In another tangential link to Wellywood, the score is composed by Nick Cave and Warren Ellis, who also did the soundtrack for the Peter Jackson-produced documentary film West of Memphis. Read below for an early review from Indiewire, but if the idea of Mortensen speaking French appeals, this is one you probably won’t want to miss. Thanks to Ringer Davidsenex for the heads-up.
Taking the conventions of Western films to different countries, planets, time periods or political situations is hardly new, but when it’s done well, it never gets old. The French-language “Far From Men,” aka “Loin des Hommes,” from writer/director David Oelhoffen, which transposes classic Western archetypes to the Algerian Civil War, is a terrific reminder of just that. It does not reinvent the wheel, nor is it a po-mo deconstruction of the Western myth or a pastiche.
It is simply a great, traditional Western: the language and cultural details may be different, but the sparse elegance and moral conundrums are familiar and as resonant as ever. Based on Albert Camus’ short story “The Guest” and boasting a fitting yet never clichéd soundtrack by Nick Cave and Warren Ellis and a pair of flawless lead performances from Viggo Mortensen and Reda Kateb, “Far From Men” is a quietly grand, beautiful film.
It is 1954, just after the outbreak of the Algerian war of Independence, and Daru (Mortensen) is a schoolteacher in a remote rural area; a little schoolhouse, also his home, seems to be the only building for miles and his class is composed of the children of local goatherders. One night a gendarme arrives with a prisoner in tow. The policeman warns Daru of the approaching insurgent native Algerians revolting against French colonial rule.

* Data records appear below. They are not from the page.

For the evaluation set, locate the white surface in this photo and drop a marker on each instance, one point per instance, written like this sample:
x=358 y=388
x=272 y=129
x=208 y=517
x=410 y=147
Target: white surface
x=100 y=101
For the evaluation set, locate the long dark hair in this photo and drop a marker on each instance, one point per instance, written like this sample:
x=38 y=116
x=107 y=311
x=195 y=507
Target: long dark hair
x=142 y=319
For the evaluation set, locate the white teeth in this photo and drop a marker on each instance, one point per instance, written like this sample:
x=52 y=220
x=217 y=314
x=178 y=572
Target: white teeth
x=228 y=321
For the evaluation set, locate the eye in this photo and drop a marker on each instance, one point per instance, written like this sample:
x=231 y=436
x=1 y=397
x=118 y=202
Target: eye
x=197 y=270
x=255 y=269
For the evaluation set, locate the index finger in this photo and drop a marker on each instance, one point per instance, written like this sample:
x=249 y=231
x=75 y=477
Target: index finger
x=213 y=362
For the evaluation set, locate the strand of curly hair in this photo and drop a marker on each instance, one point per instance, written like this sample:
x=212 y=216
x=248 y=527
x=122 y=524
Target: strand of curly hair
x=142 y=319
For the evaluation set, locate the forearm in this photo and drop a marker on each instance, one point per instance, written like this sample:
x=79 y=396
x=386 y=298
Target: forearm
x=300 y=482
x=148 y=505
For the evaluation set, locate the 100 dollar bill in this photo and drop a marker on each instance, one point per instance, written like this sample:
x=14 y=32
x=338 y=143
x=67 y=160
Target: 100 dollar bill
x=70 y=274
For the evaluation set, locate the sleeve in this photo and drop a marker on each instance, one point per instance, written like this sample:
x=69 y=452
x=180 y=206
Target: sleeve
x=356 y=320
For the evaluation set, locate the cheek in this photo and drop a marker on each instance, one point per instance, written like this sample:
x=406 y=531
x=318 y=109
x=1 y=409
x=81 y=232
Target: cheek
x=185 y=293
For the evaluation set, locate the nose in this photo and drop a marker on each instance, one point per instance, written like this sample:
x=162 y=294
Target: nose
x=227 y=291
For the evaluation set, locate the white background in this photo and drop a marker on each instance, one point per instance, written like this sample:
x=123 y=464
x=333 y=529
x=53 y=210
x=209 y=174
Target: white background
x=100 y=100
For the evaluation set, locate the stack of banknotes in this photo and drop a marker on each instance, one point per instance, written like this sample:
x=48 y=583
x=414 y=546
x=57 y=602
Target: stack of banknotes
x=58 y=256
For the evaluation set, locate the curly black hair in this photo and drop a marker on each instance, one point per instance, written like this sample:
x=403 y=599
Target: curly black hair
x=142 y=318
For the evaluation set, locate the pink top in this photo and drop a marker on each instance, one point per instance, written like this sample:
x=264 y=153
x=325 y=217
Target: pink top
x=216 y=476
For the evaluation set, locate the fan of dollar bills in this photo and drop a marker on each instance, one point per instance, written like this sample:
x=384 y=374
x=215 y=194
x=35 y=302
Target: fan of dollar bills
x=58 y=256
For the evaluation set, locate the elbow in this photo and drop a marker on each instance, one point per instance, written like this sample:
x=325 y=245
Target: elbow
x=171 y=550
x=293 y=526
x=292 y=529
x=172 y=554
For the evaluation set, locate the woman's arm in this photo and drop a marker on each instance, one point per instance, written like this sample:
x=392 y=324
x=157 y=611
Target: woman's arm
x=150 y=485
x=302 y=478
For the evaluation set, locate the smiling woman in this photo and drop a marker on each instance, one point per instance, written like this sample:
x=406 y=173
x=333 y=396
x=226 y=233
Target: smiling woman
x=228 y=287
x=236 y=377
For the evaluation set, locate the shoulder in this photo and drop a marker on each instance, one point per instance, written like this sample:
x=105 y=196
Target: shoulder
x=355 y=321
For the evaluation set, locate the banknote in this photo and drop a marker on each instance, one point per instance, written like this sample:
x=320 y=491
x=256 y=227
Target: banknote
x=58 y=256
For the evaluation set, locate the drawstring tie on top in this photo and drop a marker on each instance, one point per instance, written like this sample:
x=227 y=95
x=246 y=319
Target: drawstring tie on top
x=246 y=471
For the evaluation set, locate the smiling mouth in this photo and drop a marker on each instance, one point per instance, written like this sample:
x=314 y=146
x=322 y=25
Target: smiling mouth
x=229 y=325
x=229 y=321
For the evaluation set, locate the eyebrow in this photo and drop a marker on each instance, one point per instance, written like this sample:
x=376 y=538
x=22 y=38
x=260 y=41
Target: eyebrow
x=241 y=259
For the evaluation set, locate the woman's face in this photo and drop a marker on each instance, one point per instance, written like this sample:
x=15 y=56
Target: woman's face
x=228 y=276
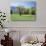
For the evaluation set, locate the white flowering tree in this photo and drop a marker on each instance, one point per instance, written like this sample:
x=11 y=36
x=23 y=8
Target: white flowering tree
x=2 y=19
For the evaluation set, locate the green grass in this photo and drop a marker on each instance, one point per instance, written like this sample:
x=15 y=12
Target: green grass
x=17 y=17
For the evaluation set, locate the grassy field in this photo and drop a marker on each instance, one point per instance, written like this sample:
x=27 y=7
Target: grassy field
x=17 y=17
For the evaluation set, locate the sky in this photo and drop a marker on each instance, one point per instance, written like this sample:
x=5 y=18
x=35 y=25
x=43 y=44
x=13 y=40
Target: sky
x=25 y=4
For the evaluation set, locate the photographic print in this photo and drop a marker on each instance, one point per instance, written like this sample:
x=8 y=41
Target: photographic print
x=23 y=11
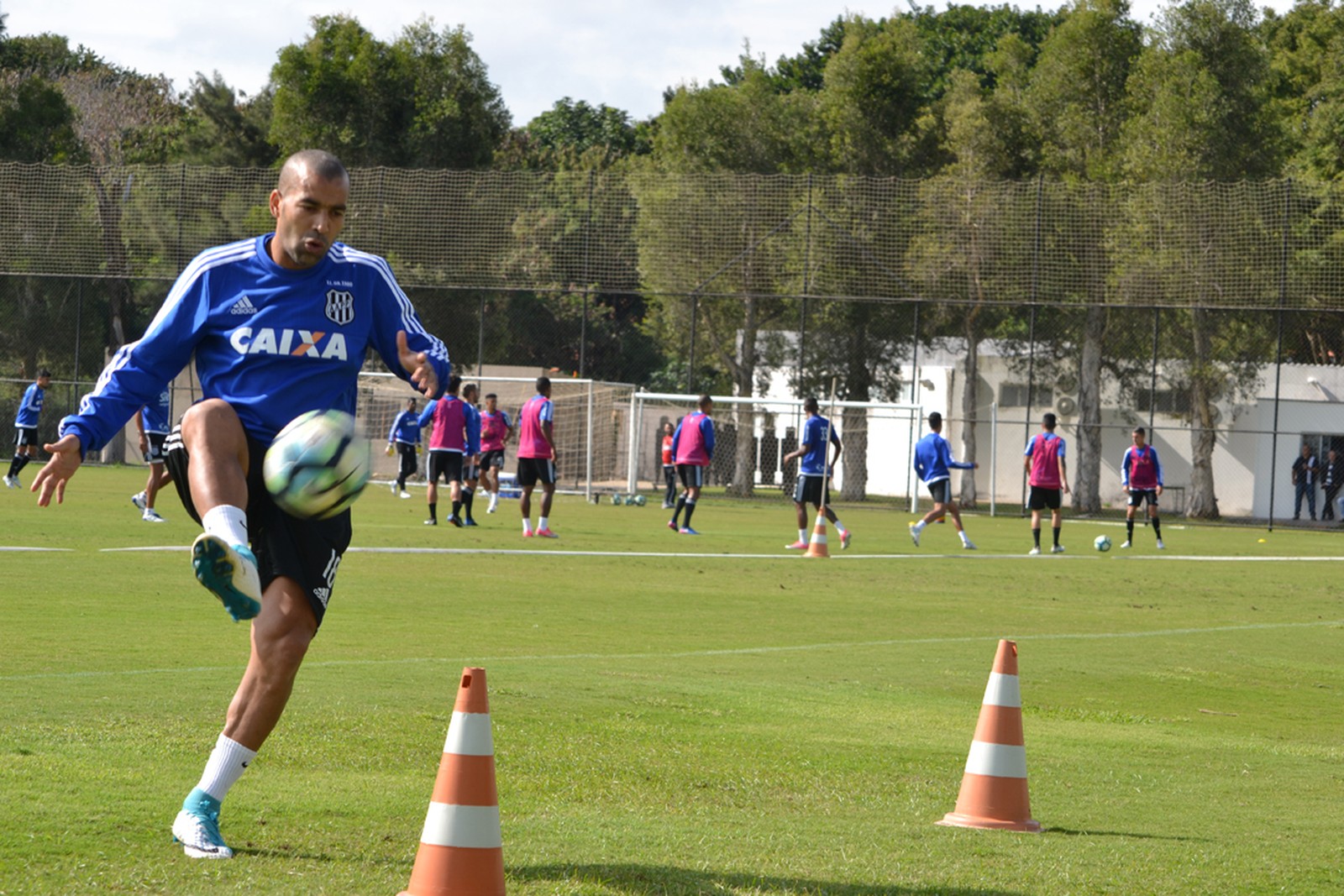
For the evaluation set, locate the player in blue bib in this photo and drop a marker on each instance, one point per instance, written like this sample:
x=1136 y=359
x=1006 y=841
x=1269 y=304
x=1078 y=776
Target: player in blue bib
x=279 y=325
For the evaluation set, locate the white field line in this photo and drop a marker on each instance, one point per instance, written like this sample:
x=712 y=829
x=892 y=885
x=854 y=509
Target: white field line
x=792 y=555
x=683 y=654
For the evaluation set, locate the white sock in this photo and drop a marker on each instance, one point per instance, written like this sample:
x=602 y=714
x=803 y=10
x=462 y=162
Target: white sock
x=226 y=521
x=228 y=763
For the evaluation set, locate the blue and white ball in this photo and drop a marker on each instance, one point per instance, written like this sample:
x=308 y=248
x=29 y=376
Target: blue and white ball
x=318 y=465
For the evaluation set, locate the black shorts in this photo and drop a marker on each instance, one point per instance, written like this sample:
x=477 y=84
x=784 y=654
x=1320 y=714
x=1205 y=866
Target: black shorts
x=447 y=464
x=692 y=476
x=1042 y=499
x=941 y=490
x=307 y=551
x=156 y=448
x=812 y=490
x=535 y=469
x=1139 y=496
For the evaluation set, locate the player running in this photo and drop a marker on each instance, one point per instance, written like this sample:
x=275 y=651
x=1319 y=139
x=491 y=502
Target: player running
x=496 y=429
x=155 y=423
x=1047 y=476
x=279 y=324
x=1142 y=477
x=692 y=449
x=813 y=485
x=405 y=437
x=933 y=461
x=26 y=426
x=449 y=446
x=537 y=457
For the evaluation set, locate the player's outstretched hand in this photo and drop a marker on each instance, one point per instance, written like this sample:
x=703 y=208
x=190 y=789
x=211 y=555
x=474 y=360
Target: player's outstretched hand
x=417 y=364
x=53 y=477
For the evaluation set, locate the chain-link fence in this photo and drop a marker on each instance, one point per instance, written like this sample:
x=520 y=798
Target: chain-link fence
x=1210 y=313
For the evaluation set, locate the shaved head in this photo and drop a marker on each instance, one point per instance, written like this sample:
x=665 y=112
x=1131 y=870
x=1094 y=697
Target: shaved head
x=318 y=163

He also forces Daru, an ex-army Major, to take charge of the prisoner, Muhammad (Kateb), who having killed his cousin, is to be transported to the city to stand trial and inevitably face execution. That journey, the burgeoning relationship between the two men, and their encounters with friends and foes along the way (often friends who now wear the colors of foes, as Daru discovers that many of the men he served with now fight the French forces he nominally represents), forms the backbone of the elegant plot.